We dump data out of HBase into partitioned Parquet tables to make query performance manageable.
> 
> I will coordinate with a data scientist today to do some tests. He is working on identity
matching/record linking of users from 2 domains: US and Singapore, using probabilistic deduping
algorithms. I will load the data from ad events from both countries, and let him run his process
against this data in Kudu. I hope this will “wow” the team.
> 
> Thanks,
> Ben
> 
>> On Jun 15, 2016, at 12:47 AM, Todd Lipcon <todd@cloudera.com <mailto:todd@cloudera.com>>
wrote:
>> 
>> Hi Benjamin,
>> 
>> What workload are you using for benchmarks? Using spark or something more custom?
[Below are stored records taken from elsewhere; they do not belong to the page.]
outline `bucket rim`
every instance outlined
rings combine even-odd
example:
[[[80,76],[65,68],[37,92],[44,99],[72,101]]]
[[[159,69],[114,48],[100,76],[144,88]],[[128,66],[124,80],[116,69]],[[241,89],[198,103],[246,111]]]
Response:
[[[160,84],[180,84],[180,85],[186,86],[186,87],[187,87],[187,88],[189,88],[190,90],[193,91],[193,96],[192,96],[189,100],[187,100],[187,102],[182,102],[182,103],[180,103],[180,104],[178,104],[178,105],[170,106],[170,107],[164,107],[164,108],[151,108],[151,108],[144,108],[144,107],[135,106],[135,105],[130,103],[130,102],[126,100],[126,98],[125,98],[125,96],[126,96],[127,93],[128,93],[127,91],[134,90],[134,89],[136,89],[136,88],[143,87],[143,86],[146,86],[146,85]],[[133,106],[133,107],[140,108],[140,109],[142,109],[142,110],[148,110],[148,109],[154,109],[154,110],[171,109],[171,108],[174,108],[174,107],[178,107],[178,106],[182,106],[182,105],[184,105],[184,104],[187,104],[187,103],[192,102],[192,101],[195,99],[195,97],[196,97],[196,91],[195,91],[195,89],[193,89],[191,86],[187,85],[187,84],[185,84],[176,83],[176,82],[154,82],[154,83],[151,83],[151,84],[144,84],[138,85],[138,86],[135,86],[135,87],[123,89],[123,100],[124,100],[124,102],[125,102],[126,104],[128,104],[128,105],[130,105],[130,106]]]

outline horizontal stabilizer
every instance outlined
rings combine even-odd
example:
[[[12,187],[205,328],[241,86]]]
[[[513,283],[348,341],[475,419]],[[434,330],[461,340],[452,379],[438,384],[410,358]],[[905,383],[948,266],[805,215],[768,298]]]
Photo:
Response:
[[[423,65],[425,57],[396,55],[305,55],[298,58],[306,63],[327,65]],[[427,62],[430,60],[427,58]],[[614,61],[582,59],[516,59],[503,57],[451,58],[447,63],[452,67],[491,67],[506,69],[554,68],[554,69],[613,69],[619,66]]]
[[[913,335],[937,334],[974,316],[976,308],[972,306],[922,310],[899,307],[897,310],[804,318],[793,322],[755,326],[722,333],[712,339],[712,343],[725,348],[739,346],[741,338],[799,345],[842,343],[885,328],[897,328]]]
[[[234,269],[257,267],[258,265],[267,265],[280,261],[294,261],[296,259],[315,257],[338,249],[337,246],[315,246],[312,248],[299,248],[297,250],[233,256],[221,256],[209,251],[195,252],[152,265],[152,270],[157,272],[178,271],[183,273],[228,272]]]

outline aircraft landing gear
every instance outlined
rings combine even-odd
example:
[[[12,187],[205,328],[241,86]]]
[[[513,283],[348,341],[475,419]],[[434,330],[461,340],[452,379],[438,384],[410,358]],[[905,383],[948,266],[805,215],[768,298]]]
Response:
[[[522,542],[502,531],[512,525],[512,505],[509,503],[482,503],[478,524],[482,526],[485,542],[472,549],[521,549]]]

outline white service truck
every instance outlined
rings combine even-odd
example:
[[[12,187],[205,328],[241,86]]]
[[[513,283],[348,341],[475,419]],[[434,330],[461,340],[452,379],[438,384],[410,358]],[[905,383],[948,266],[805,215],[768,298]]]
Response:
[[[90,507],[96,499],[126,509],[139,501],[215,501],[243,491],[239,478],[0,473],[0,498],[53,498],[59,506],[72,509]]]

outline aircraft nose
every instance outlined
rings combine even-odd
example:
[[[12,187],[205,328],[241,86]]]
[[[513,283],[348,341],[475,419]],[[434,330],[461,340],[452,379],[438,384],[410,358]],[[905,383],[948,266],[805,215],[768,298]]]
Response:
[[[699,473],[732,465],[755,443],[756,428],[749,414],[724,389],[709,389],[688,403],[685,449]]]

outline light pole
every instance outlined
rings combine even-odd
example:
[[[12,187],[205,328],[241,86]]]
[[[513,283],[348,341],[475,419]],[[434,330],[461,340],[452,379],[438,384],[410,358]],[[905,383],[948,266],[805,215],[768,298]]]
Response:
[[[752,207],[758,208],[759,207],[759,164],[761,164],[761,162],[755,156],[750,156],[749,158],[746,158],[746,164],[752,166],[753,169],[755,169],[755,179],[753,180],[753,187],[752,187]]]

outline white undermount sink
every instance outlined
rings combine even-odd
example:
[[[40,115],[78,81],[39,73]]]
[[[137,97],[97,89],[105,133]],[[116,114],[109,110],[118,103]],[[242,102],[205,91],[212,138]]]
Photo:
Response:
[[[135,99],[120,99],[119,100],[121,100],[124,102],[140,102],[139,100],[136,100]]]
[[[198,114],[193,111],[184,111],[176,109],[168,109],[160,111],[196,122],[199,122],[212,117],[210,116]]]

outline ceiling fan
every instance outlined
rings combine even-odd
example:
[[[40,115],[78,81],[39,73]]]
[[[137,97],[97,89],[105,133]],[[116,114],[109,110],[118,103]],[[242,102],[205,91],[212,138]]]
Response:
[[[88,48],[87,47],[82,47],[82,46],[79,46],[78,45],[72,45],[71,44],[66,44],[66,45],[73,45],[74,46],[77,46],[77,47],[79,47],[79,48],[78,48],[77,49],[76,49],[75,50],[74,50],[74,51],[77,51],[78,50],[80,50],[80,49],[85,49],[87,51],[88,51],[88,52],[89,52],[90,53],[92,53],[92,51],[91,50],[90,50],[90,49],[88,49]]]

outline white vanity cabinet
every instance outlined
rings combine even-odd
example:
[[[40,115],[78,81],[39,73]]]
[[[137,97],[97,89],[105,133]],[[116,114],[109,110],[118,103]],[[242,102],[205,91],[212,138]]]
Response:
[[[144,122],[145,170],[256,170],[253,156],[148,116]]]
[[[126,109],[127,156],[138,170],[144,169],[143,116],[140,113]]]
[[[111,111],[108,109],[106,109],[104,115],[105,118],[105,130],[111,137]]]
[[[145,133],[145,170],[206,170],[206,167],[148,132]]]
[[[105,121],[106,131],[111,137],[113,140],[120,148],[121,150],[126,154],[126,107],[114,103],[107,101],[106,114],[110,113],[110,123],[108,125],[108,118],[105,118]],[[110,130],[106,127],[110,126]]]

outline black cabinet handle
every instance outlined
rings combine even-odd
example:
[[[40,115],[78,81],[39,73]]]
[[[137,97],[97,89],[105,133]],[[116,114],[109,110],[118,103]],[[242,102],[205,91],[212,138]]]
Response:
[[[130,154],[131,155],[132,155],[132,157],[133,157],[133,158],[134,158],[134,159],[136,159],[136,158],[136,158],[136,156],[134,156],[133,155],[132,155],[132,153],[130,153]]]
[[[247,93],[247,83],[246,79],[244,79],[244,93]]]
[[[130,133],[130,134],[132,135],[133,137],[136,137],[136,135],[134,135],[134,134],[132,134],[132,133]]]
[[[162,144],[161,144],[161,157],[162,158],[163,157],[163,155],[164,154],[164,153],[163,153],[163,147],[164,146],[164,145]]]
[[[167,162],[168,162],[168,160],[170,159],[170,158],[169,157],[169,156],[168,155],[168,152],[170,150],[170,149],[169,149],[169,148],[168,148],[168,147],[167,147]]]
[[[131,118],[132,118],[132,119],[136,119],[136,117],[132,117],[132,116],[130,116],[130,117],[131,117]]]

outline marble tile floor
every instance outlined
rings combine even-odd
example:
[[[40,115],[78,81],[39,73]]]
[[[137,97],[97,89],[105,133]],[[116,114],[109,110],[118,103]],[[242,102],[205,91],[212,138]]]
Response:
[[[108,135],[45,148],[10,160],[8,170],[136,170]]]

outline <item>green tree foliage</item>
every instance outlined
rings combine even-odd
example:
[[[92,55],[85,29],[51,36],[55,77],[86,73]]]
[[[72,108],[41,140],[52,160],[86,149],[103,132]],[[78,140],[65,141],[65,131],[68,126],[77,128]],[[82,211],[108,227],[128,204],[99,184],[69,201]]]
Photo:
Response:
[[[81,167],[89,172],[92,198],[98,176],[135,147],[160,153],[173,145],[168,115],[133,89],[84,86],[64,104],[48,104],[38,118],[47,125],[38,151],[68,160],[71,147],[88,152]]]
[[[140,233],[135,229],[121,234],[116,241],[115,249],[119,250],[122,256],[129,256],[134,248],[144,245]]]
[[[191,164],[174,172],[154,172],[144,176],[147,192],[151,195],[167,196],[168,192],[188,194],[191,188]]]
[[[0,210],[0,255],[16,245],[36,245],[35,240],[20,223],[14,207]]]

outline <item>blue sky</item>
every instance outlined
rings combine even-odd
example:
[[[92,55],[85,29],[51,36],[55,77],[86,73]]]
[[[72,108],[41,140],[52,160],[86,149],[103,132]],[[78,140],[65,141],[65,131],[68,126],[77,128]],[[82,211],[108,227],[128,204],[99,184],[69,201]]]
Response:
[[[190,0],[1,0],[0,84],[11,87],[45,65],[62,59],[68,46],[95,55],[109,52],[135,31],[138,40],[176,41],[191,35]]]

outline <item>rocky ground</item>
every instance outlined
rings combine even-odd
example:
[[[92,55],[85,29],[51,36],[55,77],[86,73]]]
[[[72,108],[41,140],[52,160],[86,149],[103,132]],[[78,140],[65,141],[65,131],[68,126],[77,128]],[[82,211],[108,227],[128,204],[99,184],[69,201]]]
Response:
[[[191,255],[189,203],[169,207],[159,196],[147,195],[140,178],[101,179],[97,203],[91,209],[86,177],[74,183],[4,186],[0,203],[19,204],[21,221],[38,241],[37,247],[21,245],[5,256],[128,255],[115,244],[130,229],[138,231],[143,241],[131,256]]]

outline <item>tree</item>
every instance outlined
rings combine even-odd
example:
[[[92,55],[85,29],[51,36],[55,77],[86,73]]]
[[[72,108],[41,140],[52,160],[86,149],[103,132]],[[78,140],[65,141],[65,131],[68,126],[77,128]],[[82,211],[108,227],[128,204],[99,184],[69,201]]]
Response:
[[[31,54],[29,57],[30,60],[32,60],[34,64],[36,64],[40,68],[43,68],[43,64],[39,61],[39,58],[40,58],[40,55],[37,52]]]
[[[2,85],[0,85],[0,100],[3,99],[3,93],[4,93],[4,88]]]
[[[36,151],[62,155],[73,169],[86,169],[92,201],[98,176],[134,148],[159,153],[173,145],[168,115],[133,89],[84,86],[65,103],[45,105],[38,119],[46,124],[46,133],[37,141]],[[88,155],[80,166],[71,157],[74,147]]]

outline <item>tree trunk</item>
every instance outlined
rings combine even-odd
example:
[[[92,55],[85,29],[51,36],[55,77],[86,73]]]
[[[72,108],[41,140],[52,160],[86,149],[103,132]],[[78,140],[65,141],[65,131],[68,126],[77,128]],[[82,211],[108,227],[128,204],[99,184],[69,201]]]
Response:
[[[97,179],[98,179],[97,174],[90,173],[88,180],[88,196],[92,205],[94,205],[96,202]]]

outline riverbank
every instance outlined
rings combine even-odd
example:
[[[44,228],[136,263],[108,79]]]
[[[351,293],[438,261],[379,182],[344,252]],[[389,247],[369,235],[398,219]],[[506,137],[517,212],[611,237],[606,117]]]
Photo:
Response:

rdd or data frame or SQL, etc? Maybe you can share the schema and some queries
>> 
>> Todd
>> 
>> Todd
>> 
>> On Jun 15, 2016 8:10 AM, "Benjamin Kim" <bbuild11@gmail.com <mailto:bbuild11@gmail.com>>
wrote:
>> Hi Todd,
>> 
>> Now that Kudu 0.9.0 is out. I have done some tests. Already, I am impressed. Compared
to HBase, read and write performance are better. Write performance has the greatest improvement
(> 4x), while read is > 1.5x. Albeit, these are only preliminary tests. Do you know
of a way to really do some conclusive tests? I want to see if I can match your results on
my 50 node cluster.
>> 
>> Thanks,
>> Ben
>> 
>>> On May 30, 2016, at 10:33 AM, Todd Lipcon <todd@cloudera.com <mailto:todd@cloudera.com>>
wrote:
>>> 
>>> On Sat, May 28, 2016 at 7:12 AM, Benjamin Kim <bbuild11@gmail.com <mailto:bbuild11@gmail.com>>
wrote:
>>> Todd,
>>> 
>>> It sounds like Kudu can possibly top or match those numbers put out by Aerospike.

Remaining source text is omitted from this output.